Na época em que Tye montou seu laboratório no Picower Institute for Learning and Memory do MIT em 2012, ela estava a seguir as conexões neurais da amígdala a lugares como o córtex pré-frontal, conhecido como o executivo do cérebro, e o hipocampo, a sede da memória episódica . O objetivo era construir mapas dos circuitos cerebrais nos quais confiamos para compreender o mundo, dar sentido à nossa experiência momento a momento e responder a diferentes situações.

Ela começou a estudar a solidão em grande parte por acaso. Enquanto procurava por novos pós-doutorandos, Tye se deparou com o trabalho de Gillian Matthews. Como estudante de pós-graduação no Imperial College London, Matthews fez uma descoberta inesperada quando separou os ratos em suas experiencias. O isolamento social – o próprio fato de estar sozinho – parecia ter alterado as células cerebrais chamadas neurónios DRN de uma forma que implicava que eles poderiam desempenhar um papel na solidão.

Tye viu imediatamente as possibilidades. “Oh, meu Deus – isto é incrível!” ela se lembra de ter pensado. O fato de os sinais de isolamento social poderem ser atribuídos a uma parte específica do cérebro fazia total sentido para ela. “Mas onde está e como você o encontraria? Se esta pudesse ser a região, pensei, seria muito interessante. ” Em todos os seus estudos sobre neurónios, diz Tye, “Eu nunca tinha visto nada sobre isolamento social antes. Sempre.”
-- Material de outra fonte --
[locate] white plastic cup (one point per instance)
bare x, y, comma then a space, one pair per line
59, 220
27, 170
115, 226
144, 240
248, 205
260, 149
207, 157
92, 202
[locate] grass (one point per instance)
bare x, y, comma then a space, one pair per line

Tye percebeu que se ela e Matthews pudessem construir um mapa de um circuito de solidão, eles poderiam responder no laboratório exatamente aos tipos de perguntas que ela esperava explorar: como o cérebro confere significado ao isolamento social? Por outras palavras, como e quando a experiência objetiva de não estar perto de outras pessoas se torna a experiência subjetiva de solidão? O primeiro passo foi entender melhor o papel que os neurónios DRN desempenhavam neste estado mental. 

Neurónios DRN são mostrados aqui dentro do sistema de dopamina e circuitos a jusante.
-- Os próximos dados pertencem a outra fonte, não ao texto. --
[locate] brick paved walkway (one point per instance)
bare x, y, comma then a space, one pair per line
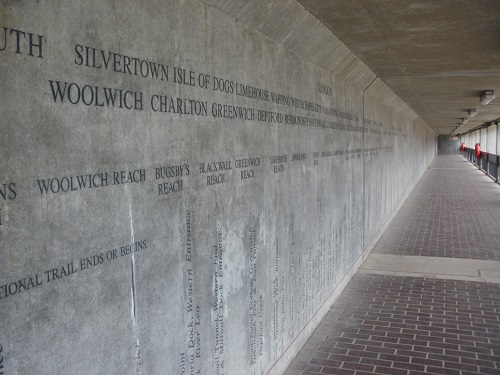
453, 212
392, 324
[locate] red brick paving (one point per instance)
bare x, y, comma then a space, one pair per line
384, 324
453, 212
406, 325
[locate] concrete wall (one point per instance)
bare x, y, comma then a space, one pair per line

Uma das primeiras coisas que Tye e Matthews notaram foi que, quando estimulavam estes neurónios, os animais eram mais propensos a buscar interação social com outros ratos. Numa experiencia posterior, eles mostraram que os animais, quando dada a escolha, evitavam ativamente áreas das suas gaiolas que, ao entrarem, desencadeavam a ativação dos neurónios. Isto sugeria que a sua busca por interação social era motivada mais pelo desejo de evitar a dor do que de gerar prazer – uma experiência que imitava a experiência “aversiva” de solidão.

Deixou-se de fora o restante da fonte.